Spikes in demand hit database users hard, and node failures can bog down whole clusters without proper recovery. GoodData, for example, saw that node failures on the cloud could affect their Vertica MPP database, which caused a reduction in customer satisfaction.
The Vertica R & D team set out to find a way to make failure handling seamless and node recovery automatic.
Kubernetes was the obvious choice, but K8 is traditionally used for micro-services, not something like a stateful MPP database that might need hundreds of containers. In order to merge the power of an MPP analytics database with the flexibility of Kubernetes, a lot of hurdles had to be overcome.
In this talk, you will learn the challenges with networking, storage, and operational complexity we encountered while extending a stateful distributed database system to work with containers and Kubernetes. We will also describe one implementation, Gooddata that overcomes these challenges, and serves as a practical example of how this can work.
This presentation will explore some of the mistakes we made, and lessons we learned along the way to save you from having to make the same mistakes when incorporating Kubernetes into your software architecture.

Base64 is not encryption - a better story for Kubernetes Secrets

Seth Vargo - Google

Secrets are a key pillar of Kubernetes’ security model, used internally (e.g. service accounts) and by users (e.g. API keys), but did you know they are stored in plaintext? That’s right, by default all Kubernetes secrets are base64 encoded and stored as plaintext in etcd Anyone with access to the etcd cluster has access to all your Kubernetes secrets.
Thankfully there are better ways. This lecture provides an overview of different techniques for more securely managing secrets in Kubernetes including secrets encryption, KMS plugins, and tools like HashiCorp Vault. Attendees will learn the tradeoffs of each approach to make better decisions on how to secure their Kubernetes clusters.
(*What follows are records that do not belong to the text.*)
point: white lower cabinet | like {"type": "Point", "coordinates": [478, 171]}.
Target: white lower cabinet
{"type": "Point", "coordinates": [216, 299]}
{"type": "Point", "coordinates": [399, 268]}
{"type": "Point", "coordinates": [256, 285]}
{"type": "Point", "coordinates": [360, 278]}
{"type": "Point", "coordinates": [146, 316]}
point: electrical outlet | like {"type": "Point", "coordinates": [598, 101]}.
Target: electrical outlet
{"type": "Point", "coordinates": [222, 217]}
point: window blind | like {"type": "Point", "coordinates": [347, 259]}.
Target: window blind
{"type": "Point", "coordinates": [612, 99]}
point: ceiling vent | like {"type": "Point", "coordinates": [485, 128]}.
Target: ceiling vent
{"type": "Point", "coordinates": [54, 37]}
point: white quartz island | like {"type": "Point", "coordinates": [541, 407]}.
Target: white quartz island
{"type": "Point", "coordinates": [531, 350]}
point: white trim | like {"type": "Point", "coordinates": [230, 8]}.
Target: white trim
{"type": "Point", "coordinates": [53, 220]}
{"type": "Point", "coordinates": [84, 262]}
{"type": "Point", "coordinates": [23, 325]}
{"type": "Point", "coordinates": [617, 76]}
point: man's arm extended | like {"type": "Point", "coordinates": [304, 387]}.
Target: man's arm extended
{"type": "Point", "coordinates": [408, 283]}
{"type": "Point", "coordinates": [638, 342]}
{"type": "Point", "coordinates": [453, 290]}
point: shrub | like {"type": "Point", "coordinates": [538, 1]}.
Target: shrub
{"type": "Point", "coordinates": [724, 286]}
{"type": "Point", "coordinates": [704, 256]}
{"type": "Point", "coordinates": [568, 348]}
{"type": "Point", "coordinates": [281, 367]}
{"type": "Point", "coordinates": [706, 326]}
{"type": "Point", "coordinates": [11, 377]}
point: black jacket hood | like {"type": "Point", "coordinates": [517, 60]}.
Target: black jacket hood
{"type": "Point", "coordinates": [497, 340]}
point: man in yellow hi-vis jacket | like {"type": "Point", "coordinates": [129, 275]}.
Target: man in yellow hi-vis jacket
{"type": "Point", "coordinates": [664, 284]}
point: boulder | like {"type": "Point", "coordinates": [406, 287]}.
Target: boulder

Everything is a Little Bit Broken ~or~ The Illusion of Control

Heidi Waterhouse - LaunchDarkly

We never change the amount of work or technical debt, we just shift it, and with it, we change how it emerges and appears.
Our systems don’t have to be perfect to be operational – planes, networks, and elite athletes all function at extremely high levels even though they are not operating at 100%.
As an industry, we have moved the locus of control from hardware to operating system to virtual machine, to container, to orchestration, and now we are approaching serverless. None of that has reduced the amount of work that must happen, it just makes it possible to re-use and conceptually compress the work of others. Since we are making the work in our tools less visible, we also have less control over how they work. We end up assuming that the promises that have been true will continue to be true, but that is not in our control.
How do we handle this level of uncertainty? By adding in error budgets, layered access, and other accommodations for failure and for designing our systems for function over form or purity.
The audience will leave with some concrete ideas about how to add resiliency to their system by learning to trust but mitigate their reliance on perfect performance of their underlying tools.